Что касается иной публики, жаждущей приподняться над грешной суетой, то для них у Геббельса были свои "калачи, да плюшки".

В эру слабой власти, кризисов и падения нравов, всегда и везде поднимают голову различные потомственные маги, предсказатели, хироманты и прочие оккультисты. Время, когда у человека нет твердой уверенности в завтрашнем дне — это их время. Ибо под разным соусом и различными ухищрениями они дают измученному и разуверившемуся человеку главное — надежду на лучшую жизнь. Именно это он ищет в океане хаоса и море неуверенности и хватается за неё как тонущий человек за спасательный круг.

Конечно, до откровенного уличного балагана с чревовещанием и прочими фокусами доктор Геббельс не опустился, а вот предсказателей менталистов он с удовольствием привлекал к работе. Главное было заставить людей поверить, что стоящий перед ними человек наделен сверхъестественными способностями. Что он способен видеть прошлое и будущее и любезно рассказать о нем собравшимся вокруг него зрителям.

Заплатив определенную сумму денег, Геббельс привлек на свою сторону Иоганна Зельтера, довольно талантливого человека, называвшего себя парапсихологом. Прилично приодев его, дав положительную рекомендацию и нужные сведения, гауляйтер Берлина направил его по разным салонам для демонстрации своих оккультных способностей.

Зельтер оказался неплохим исполнителем его замыслов. Хороший актер и незаурядный психолог, он имел успех, как у простых обывателей, так и у представителей богему. Выступая перед почтеннейшей публикой и изумляя их своими необычайными способностями, Зельтер не забывал о своей тайной задаче. Не было случая, чтобы во время выступления его не попросили предсказать итоги грядущих выборов в рейхстаг.

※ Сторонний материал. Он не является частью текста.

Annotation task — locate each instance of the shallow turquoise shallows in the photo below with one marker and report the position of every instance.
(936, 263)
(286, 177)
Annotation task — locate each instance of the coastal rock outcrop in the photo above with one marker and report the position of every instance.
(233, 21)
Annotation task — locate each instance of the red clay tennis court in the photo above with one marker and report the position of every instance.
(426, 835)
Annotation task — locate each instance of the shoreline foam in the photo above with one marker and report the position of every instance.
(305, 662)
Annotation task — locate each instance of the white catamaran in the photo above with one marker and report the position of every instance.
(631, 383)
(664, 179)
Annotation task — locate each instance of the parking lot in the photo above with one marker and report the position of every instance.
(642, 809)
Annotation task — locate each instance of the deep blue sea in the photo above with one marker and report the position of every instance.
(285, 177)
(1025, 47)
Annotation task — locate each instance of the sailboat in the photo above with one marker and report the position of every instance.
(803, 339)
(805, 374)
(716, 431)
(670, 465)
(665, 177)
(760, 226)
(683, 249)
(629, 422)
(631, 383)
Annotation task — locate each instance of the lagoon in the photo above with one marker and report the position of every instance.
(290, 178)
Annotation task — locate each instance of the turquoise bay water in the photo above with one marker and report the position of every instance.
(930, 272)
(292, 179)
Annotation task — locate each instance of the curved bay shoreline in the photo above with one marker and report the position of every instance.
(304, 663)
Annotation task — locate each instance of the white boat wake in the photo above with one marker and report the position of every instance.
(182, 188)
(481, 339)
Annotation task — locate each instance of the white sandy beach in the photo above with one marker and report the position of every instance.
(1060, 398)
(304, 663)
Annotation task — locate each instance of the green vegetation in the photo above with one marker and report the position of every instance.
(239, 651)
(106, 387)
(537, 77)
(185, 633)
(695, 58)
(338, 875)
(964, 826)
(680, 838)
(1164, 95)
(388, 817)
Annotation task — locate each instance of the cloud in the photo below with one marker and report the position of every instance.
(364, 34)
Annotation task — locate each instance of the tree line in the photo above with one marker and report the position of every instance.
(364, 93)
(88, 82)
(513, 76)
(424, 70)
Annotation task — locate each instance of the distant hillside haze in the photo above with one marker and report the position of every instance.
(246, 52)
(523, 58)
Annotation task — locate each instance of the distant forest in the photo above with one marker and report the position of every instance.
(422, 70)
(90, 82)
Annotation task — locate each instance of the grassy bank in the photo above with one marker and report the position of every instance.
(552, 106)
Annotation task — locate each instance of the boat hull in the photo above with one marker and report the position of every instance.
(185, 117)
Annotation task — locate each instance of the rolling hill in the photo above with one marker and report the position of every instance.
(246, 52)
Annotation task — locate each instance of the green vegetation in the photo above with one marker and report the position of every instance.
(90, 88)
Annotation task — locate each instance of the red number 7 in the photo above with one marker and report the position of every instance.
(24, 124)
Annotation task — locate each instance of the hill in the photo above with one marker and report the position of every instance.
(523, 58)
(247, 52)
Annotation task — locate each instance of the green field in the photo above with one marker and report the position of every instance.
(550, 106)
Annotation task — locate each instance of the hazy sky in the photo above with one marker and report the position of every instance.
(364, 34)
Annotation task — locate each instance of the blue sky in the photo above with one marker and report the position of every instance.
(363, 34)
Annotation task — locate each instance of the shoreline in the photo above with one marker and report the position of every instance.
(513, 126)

В этих случаях предсказатель изображал лицом напряженную работу своих скрытых способностей, а затем низким голосом объявлял, что срок окончания страданий Германии от парламентских раздоров и разногласий ещё не пришел. Ни одна из партий не получит полноты власти и способность вывести страну из её нынешнего положения, однако ждать осталось уже недолго.

— В этом году национал-социалисты обретут точку опоры в парламенте, опираясь на которую они смогут перевернуть мир — вещал новоявленный пророк, и люди охотно внимали ему. При этом сам Геббельс ничем не рисковал. Мало ли что видит во мгле грядущего господин Зельтер. Никто не говорил, что его слова стопроцентная истина, равно как никто не заставлял зрителей ему верить. Каждый волен в своем выборе, как духовном, так и в политических пристрастиях.

Не будь у Гитлера финансовой подпитки со стороны промышленников и банкиров, вряд ли бы нацисты смогли пройти в рейхстаг, а если бы и прошли то с одним, двумя местами. Деньги же, позволяли фюреру энергично передвигаться по стране на автомобиле и в железнодорожном экспрессе. Посетив один город, выступив на митинге и пожав руки избирателям, он тут же мчался в другом направлении, твердо зная, что быстрота залог успеха.

Его личный секретарь только и успевал, что зачеркивать в рабочем журнале города, где побывал Гитлер в своем предвыборном марафоне. Все эти нескончаемые переезды неизменно сказывались на здоровье фюрера. Видя его активность, недруги Гитлера с нетерпением ждали, когда он не выдержит заданного напряжения и свалится без сил, однако этого не произошло. Выжатый как лимон, в самый последний момент Адольф вдруг обретал второе дыхание и вместо измученного и усталого человека, перед избирателями представал полный сил и энергии человек готовый говорить с ними сколько угодно. При этом постоянно улыбаться и демонстрировать твердую уверенность и неиссякаемый оптимизм в грядущей победе.

По итогам выборов, национал-социалисты получили 16 мест в парламенте, что для начинающей партии было хорошим результатом.

— Мы громко заявили о себе и своих идеях и простые немцы с радостью поддержали нас! Теперь наша задача убедить в этом остальную часть Германии, стать первой партией в рейхстаге и взять власть в свои руки! — объявил Гитлер своим близким соратникам, когда стала ясна окончательная расстановка сил в парламенте. — Коммунистов мы уничтожим, социал-демократы будут вынуждены подчиниться нам, а если не захотят это сделать, то разделят участь коммунистов.

Герман Геринг получивший пост главы парламентской фракции и вместе с тем государственное содержание был нескончаемо рад. Наконец-то к нему пришла не только известность и военная слава, но и высокое звание сенатора, которое мог получить не каждый. Благодаря своему новому положению к концу года он смог полностью рассчитаться с опостылевшими ему кредиторами и начать новую жизнь. Единственным черным облаком было на его белоснежном мундире успеха, была смерть любимой жены. Карин успела узнать об успехе мужа, но вот выйти в свет женой сенатора рейхстага, ей было не суждено.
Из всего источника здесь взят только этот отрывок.